She's Dancing With Success

M.I.A.'s music, loud and percussive, is loaded with feeling.

Music

September 15, 2005|By Rashod D. Ollison | Rashod D. Ollison,Sun Pop Music Critic

She says she loves to dance, and the need to move her hips is the reason for the inventive beats. But underneath the squishy synth lines and concussive international mix of Jamaican dancehall, glints of New York punk, Southern crunk and Baltimore club music, M.I.A. alludes to the political strife and violence that filled her childhood. It's dance music emblazoned with rebellious messages of uplift -- though sometimes the artist, like the most cocksure rapper, needs to let you know that she's not the one to mess with. Her major label debut, Arular, is a highly addictive set of dense dance tracks loaded with percussive, chaotic noise and concrete-cracking beats. Her shimmying vocals and slang-ridden rhymes are often deeply mixed into the chunky productions. Since its release in April, the album has been praised by mainstream press. The Los Angeles Times called it an "unstoppable riot of sound." Rolling Stone said Arular is "one of the year's most remarkable albums."

"It was about not having a formula and not being afraid to go in crazy directions," says M.I.A., who plays Washington's 9:30 Club Wednesday night. She's calling from a tour stop in New York City. "I didn't care about what producers wanted and what made it good. I was open to producers who were up to the big challenge. I really like dancing and if [the music] can make me dance, I love it."

Yes, the CD is ideal for clubs. But a closer listen to Arular reveals brilliant layers -- colorful, disparate elements thrown together to make a distinct and sometimes unsettling sound. The dizzying musical ride -- the peaks, valleys, numerous twists and turns -- is reflective of her interesting past.

Born Maya Arulpragasam 28 years ago in London, M.I.A. spent her early years in war-torn Sri Lanka. She didn't see her father, a devout and active separatist as part of the Tamil rebellion, during most of that time in her parents' native country. She remembers dodging bullets from the Sinhalese majority. When her family returned to London before she was to enter junior high school, life stabilized a bit.

"Coming from Sri Lanka, you can become so addicted to drama that when things are great you don't know how to deal with it," M.I.A. says. "It's like looking for trouble. In art, you look for a world where you can tap that without getting in jail."

In her teens, the performer found solace in hip-hop, particularly the militant sounds of Public Enemy. But she wasn't interested in becoming a musician initially. Instead, she pursued visual art. M.I.A later did photography and graphics for Elastica's sophomore album, 2000's The Menace. She also traveled with the alternative British pop band, shooting a documentary of its tour that year.

It was while on the road with the band that the artist befriended Peaches, Elastica's opening act. The electronica star introduced the young graphic artist to the Roland MC-505, a beat sequencer. M.I.A. pondered a career change. In 2002, she put her camera down to concentrate on music.

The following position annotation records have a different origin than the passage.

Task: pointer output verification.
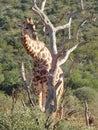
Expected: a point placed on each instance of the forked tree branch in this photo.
(52, 30)
(64, 59)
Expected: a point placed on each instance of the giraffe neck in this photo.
(33, 47)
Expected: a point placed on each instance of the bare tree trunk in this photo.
(82, 5)
(26, 87)
(86, 112)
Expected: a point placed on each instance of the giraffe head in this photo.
(29, 29)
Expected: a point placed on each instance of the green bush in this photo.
(85, 93)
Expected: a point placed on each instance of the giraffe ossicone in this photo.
(42, 64)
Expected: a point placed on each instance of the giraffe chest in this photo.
(40, 77)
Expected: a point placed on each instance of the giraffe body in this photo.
(42, 64)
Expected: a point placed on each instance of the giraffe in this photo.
(42, 63)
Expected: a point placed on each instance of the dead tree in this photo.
(59, 57)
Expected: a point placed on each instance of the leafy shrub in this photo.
(85, 93)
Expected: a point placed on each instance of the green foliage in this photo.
(85, 93)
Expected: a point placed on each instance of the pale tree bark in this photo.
(57, 61)
(25, 85)
(82, 5)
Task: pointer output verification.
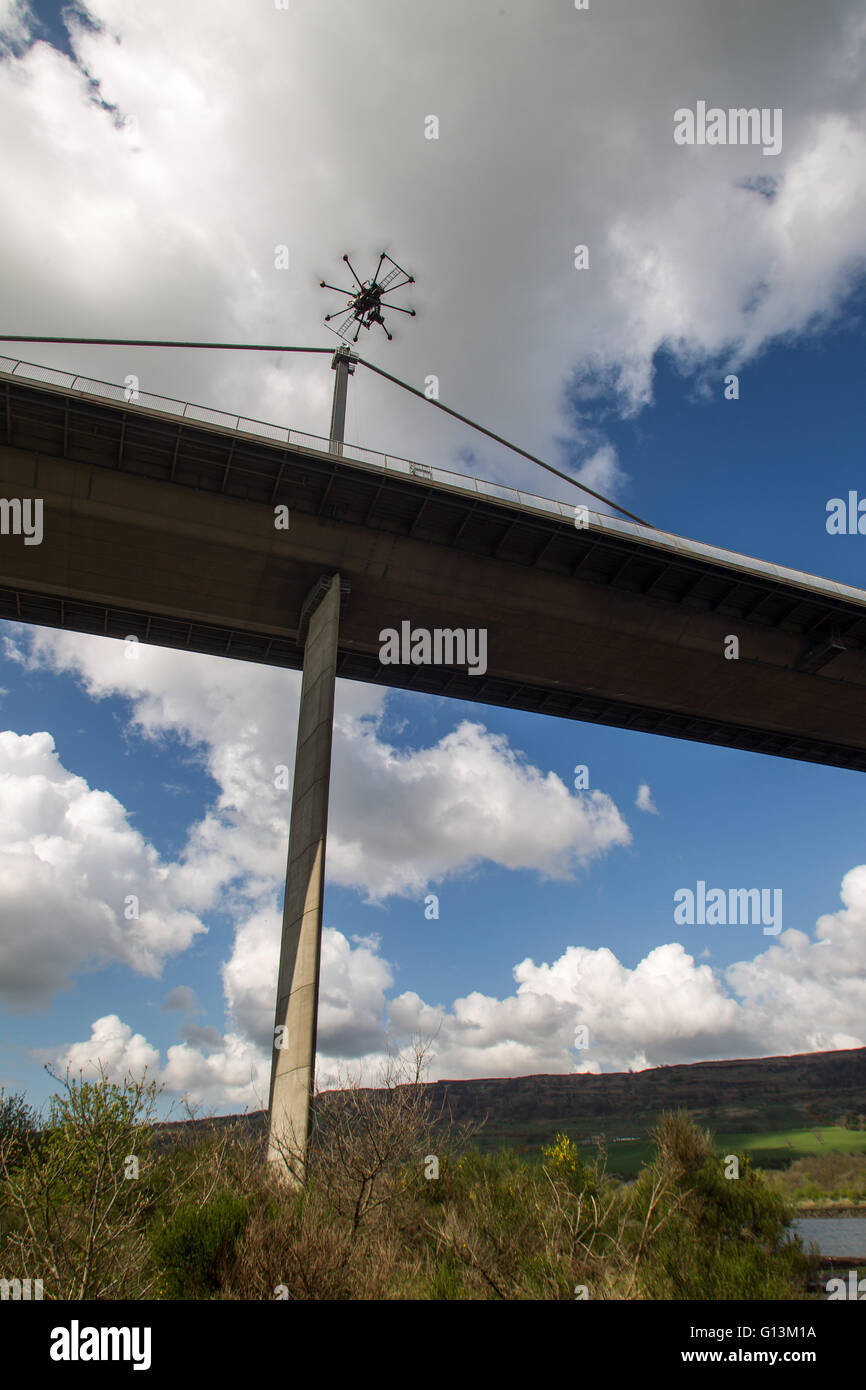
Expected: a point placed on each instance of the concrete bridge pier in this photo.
(293, 1057)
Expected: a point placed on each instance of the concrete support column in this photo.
(293, 1059)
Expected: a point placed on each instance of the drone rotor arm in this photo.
(352, 268)
(338, 288)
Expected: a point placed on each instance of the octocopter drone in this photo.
(364, 306)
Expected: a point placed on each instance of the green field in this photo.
(768, 1148)
(777, 1147)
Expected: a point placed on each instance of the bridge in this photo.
(159, 523)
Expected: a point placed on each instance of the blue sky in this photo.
(555, 906)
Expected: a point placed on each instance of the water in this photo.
(843, 1236)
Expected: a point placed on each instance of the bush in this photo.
(195, 1243)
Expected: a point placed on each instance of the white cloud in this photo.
(68, 866)
(161, 217)
(798, 995)
(644, 799)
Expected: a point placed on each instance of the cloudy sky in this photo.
(154, 160)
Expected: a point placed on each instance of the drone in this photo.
(364, 306)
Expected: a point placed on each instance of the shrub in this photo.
(195, 1243)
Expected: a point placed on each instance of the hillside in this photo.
(752, 1096)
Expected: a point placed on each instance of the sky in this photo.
(159, 157)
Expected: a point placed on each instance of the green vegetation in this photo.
(398, 1205)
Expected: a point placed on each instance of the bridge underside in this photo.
(164, 528)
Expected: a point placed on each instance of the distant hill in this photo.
(745, 1096)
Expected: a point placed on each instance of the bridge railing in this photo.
(446, 477)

"When I came to landing [the Roland], I figured out that Peaches had done everything there was to do on it," M.I.A. says. "So I wanted the music to be really hard."

In 2004, she crafted her first song: "Galang," Jamaican slang for "go on." The single, which also appears on Arular, was first released on a mixtape and eventually generated heat in London clubs. She collaborated with Philadelphia DJ-producer Diplo on Online Piracy Funds Terrorism Vol. 1, a mixtape that had the underground international music scene abuzz last year. The major labels soon came knocking, and M.I.A. signed with Interscope earlier this year.

About the defiant, visceral sound of her music, the performer says, "I need to feel. This world is so geared up to make things so safe and sterile. I needed to find a way to keep things feeling the way they do in life. ... With this album, I needed to feel different things like I'm in the jungle, the Caribbean. Humans need rhythm."

Although, the dark-eyed beauty has yet to break onto mainstream radio or MTV with her brutal mix, M.I.A. says she's fine with floating under the radar.

"I'm on the cusp now," she says. "And I'm savoring it. It's nice to be in the making. You can shake up the industry without getting bored."